Protein Synthesis in Aging

Posted by in categories: biotech/medical, genetics, information science, life extension

Protein synthesis is a critical part of how our cells operate and keep us alive and when it goes wrong it drives the aging process. We take a look at how it works and what happens when things break down.


Suppose that your full-time job is to proofread machine-translated texts. The translation algorithm commits mistakes at a constant rate all day long; from this point of view, the quality of the translation stays the same. However, as a poor human proofreader, your ability to focus on this task will likely decline throughout the day; therefore, the number of missed errors, and therefore the number of translations that go out with mistakes, will likely go up with time, even though the machine doesn’t make any more errors at dusk than it did at dawn.

To an extent, this is pretty much what is going on with protein synthesis in your body.

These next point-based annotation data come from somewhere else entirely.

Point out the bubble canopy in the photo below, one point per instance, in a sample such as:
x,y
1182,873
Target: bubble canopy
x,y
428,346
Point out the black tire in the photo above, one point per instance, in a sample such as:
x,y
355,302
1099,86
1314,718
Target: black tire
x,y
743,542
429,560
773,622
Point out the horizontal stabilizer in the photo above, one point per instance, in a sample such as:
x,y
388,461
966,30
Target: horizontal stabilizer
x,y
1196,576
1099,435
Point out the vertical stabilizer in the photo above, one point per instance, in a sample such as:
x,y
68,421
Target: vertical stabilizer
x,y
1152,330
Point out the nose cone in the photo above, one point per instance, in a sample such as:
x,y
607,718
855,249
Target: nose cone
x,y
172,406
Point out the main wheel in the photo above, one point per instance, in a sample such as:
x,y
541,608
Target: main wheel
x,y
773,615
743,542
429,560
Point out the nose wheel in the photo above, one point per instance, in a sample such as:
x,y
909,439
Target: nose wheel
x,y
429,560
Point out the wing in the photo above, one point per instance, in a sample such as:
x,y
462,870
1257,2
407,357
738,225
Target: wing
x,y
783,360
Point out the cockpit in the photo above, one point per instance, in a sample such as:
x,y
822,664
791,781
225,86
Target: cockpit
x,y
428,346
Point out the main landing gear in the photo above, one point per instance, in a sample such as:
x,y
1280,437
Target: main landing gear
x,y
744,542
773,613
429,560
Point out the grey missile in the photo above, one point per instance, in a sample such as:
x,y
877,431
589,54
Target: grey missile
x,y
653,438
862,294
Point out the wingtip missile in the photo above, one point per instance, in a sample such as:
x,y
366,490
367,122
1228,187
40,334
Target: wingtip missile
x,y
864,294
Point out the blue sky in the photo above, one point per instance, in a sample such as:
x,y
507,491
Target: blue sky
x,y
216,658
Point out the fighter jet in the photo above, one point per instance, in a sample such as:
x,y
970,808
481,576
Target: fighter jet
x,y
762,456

Protein synthesis in a nutshell

The so-called coding regions of your DNA consist of genes that encode the necessary information to assemble the proteins that your cells use. As your DNA is, for all intents and purposes, the blueprint to build you, it is pretty important information, and as such, you want to keep it safe. That’s why DNA is contained in the double-layered membrane of the cell nucleus, where it is relatively safe from oxidative stress and other factors that might damage it. The protein-assembling machinery of the cell, ribosomes, are located outside the cell nucleus, and when a cell needs to build new proteins, what’s sent out to the assembly lines is not the blueprint itself, but rather a disposable mRNA (messenger RNA) copy of it that is read by the ribosomes, which will then build the corresponding protein. The process of making an mRNA copy of DNA is called “translation”, and as the initial analogy suggests, it is not error-free.